Les hommes habitent la terre et veulent monter au ciel, tandis que Yahvé, qui demeure au ciel, en descend. Entre les deux lieux se déploie donc toute une dialectique de l'horizontal et du vertical : le premier est la direction autorisée au genre humain pour son déplacement ou son expansion, sa diversification et sa pluralité ; le second est l'axe spécifiquement divin, dont la souveraineté tient précisément qu'il peut à tout instant faire irruption dans l'horizontal, jusqu'à le déstabiliser dans son mouvement. Et cette représentation est encore renforcée dans les religions monothéistes : l'expansion des humains implique leur pluralité et leur prolifération, alors que Yahweh est seul et entend le rester.

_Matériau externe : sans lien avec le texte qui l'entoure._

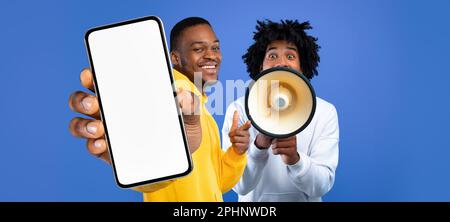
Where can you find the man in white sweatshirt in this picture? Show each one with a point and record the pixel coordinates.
(297, 168)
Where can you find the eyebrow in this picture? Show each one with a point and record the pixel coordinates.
(290, 48)
(202, 42)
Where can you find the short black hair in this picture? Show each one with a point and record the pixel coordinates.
(181, 26)
(291, 31)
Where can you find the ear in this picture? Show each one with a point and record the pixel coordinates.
(175, 57)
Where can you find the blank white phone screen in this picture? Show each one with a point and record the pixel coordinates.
(133, 80)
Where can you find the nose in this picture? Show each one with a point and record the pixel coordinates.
(210, 54)
(282, 62)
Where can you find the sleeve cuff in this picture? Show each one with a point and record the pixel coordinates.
(235, 156)
(301, 167)
(256, 153)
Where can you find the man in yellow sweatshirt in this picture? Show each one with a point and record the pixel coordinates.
(195, 53)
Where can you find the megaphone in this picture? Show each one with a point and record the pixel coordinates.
(280, 102)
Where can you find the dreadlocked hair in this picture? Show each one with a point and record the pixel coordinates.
(291, 31)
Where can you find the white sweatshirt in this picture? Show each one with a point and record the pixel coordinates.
(268, 178)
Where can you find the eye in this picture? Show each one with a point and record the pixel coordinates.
(272, 56)
(198, 50)
(216, 48)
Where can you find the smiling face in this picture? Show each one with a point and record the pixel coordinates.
(198, 51)
(281, 53)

Rejoignant les analyses que les linguistes ont développées, à la suite de Jakobson, sur le syntagme et le paradigme, c'est dans la continuité de sa réflexion sur Babel que Michel Butor retrouve dans l'écriture le même mouvement, à la fois antinomique et dialectique, de l'horizontal et du vertical. Côté antinomie, il relève deux sortes de livres : les récits et essais, dont la lecture « horizontale » et discursive commence à la première page pour s’achever à la dernière, et les ouvrages conçus sur une tout autre facture :

‘Les dictionnaires, les catalogues, les guides, outils indispensables au fonctionnement d’une société moderne, les livres les plus lus, les plus étudiés (…) [même] si, bien souvent, ils n’ont que peu de valeur littéraire… 107

Côté dialectique : de même que la verticalité divine permet à Yahweh à tout moment d'interrompre les mouvements de l'horizontalité humaine, de même :

‘Une énumération, une structure verticale peut s’introduire à n’importe quel moment d’une phrase. (…) La phrase horizontale est interrompue par une liste verticale que l’on peut faire défiler à l’intérieur. Cette structure est toujours utilisée par Hugo pour suggérer l’illimité, le fait que l’on pourrait avoir beaucoup d’autres noms encore.108

Et il montre bien, dans Babel en creux, comment les assises horizontales que constituent les alexandrins sont minés, chez Hugo, par un travail d’enjambement qui fissure verticalement le poème – comme dans « Océan », dont les dernières strophes évoquent explicitement Babel en lien avec le déluge (deux figures où s'articulent horizontalité et verticalité) :

‘Tais-toi, mer ! Les cœurs s’appellent,
Les fils de Caïn se mêlent
Aux fils d’Abel ;
L’homme, que Dieu mène et juge,
Bâtira sur toi, déluge,
Une Babel.
À cette Babel morale
Aboutira la spirale
Des deux Sions,
Où sans cesse recommence
Le fourmillement immense
Des nations ;
Et tu verras sans colère,
Du tropique au flot polaire,
Dieu te calmant,
Au-dessus de l’eau sonore,
Se construire dans l’aurore
Superbement
Les progrès et les idées,
Pont de cent mille coudées
Que rien ne rompt,
Et sur tes sombres marées
Ces arches démesurées
Resplendiront ! 109

On sait d'ailleurs combien ce double mouvement est considéré comme le cœur de l'écriture poétique110. Mais Butor n'y recourra pas pour ses seuls poèmes : le spectre de l'énumération hante déjà ses premiers romans et connaîtra un développement remarquable dans sa recherche ultérieure sur le livre.

Notes
103.

DUBOIS, Claud-Gilbert. « Les triangles de Babel », in Le Défi de Babel . Un mythe littéraire pour le XXIe siècle. Op. cit. p. 61.

104.

SCHEFER, Jean Louis. « La Tour de Babel », in La Tour de Babel. Op. cit., p. 136.

105.

BUTOR, Michel. « Babel en creux », in Répertoire II. Op. cit., p. 213.

106.

BUTOR, Michel. Au jour le jour. Carnets 1985. Paris : édition Plon, 1989. P.97.

107.

BUTOR, Michel. « Le Livre comme objet », in Répertoire II. Op. cit., P. 112.

108.

Ibid.

109.

Victor Hugo, « Océan » in La Légende des siècles, livre III.

110.

Voir la phrase célèbre de Jakobson : « La fonction poétique projette le principe d'équivalence de l'axe de la sélection sur l'axe de la combinaison. » « Linguistique et poétique » in Essais de linguistique générale [1963], RUWET, Nicolas (trad.). Paris : Seuil. (Coll. Points, 1970). P. 220, où les axes de la sélection (paradigme) et de la combinaison (syntagme) correspondent tout à fait aux valeurs de l'horizontal et du vertical.